Das Graue Männchen

Die Angst sitzt im Nacken, die Wut im Bauch und das Graue Männchen auf der linken Schulter. Dort ist es nahe am Ohr, wo es pausenlos seine Botschaften hineinflüstert.

Das Graue Männchen ist einer der übelsten Kraftklauer im Sortiment. Taucht etwas auf, was Freude machen könnte, tritt es sofort in Aktion. Mit Vorbehalten, Einwänden und Einschränkungen werden gute Ideen so lange zurechtgestutzt, bis nichts mehr davon übrigbleibt.
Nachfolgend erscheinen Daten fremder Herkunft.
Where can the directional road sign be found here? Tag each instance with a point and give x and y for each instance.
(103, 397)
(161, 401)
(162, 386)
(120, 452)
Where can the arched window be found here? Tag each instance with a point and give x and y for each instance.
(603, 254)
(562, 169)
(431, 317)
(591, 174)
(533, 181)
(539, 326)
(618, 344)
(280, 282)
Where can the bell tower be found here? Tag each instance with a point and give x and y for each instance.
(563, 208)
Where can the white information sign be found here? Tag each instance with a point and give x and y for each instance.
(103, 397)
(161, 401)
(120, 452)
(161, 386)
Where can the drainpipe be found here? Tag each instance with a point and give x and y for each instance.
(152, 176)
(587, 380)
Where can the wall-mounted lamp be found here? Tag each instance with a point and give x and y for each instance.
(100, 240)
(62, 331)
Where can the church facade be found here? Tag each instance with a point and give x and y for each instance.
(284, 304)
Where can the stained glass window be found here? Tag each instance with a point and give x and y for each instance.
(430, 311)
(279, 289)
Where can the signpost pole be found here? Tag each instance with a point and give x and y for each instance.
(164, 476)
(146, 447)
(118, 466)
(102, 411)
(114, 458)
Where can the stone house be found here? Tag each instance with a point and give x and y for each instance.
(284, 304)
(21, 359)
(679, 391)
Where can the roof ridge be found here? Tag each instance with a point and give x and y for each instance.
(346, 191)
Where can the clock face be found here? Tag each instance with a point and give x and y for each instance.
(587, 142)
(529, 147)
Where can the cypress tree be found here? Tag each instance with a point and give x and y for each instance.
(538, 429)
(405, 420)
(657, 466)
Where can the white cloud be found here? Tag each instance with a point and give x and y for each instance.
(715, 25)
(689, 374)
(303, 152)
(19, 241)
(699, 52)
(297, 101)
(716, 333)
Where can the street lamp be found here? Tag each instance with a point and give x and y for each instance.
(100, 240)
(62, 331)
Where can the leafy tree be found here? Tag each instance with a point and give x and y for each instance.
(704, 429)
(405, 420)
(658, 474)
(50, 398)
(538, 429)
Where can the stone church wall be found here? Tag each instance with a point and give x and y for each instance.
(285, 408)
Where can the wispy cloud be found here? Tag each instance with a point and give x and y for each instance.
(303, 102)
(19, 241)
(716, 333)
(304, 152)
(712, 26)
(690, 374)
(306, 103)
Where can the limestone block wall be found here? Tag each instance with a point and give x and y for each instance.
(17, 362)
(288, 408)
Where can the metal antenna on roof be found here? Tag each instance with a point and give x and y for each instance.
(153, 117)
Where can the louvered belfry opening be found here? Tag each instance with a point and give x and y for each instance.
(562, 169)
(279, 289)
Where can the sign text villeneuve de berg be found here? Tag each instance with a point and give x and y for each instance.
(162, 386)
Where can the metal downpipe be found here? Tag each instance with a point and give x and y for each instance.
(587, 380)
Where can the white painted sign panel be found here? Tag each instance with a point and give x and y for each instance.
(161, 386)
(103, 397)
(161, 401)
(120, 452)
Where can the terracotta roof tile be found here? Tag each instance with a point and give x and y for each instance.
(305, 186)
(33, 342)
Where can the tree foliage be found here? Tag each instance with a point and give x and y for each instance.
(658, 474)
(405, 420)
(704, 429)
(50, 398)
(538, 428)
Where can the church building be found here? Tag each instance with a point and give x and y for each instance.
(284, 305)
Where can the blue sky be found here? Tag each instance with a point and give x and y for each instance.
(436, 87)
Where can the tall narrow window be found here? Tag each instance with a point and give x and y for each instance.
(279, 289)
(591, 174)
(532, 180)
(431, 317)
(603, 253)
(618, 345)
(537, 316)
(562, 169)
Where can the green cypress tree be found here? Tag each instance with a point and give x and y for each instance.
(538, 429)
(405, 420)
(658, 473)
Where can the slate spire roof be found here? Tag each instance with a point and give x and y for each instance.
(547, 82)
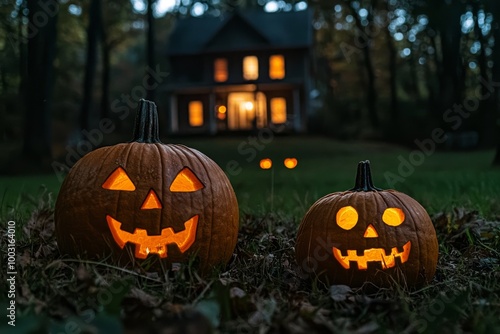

So wie den Inneren Schweinehund wirst du auch das Graue Männchen nie ganz los. Doch verhandle nicht mit ihm! Du verhedderst dich nur in seinen zahllosen Argumenten. Bestenfalls endest du mit einem faden Kompromiss, der dich nicht glücklich macht.

So überlistest du das Graue Männchen:
Tue etwas, das dich freut!

Zum Beispiel zeichnen. Auch wenn das Graue Männchen auf dem Beifahrersitz lamentiert, fahr einfach los! Wenn du Glück hast, kommst du in den „Flow“, und das Herz übernimmt die Führung. Dann vermag dich nichts mehr zu bremsen! Der Kommentar des Grauen Männchens wird zum leisen Hintergrundgeräusch und vermag deine Fahrt zum Ziel so wenig aufzuhalten wie die Nachrichten aus dem Autoradio.

So bleibst du in deiner Kraft und wirst aktiv – im Zeichnen wie im Leben. Wann immer du deine kleinen und grossen Ziele erreichst, klopfe Dir kräftig auf die Schulter – am besten auf die linke, wo das Graue Männchen sitzt.

Ich wünsche dir eine frohe Reise durchs Leben – und durchs Cartoonland, wenn du mit dem Zeichenstift unterwegs bist!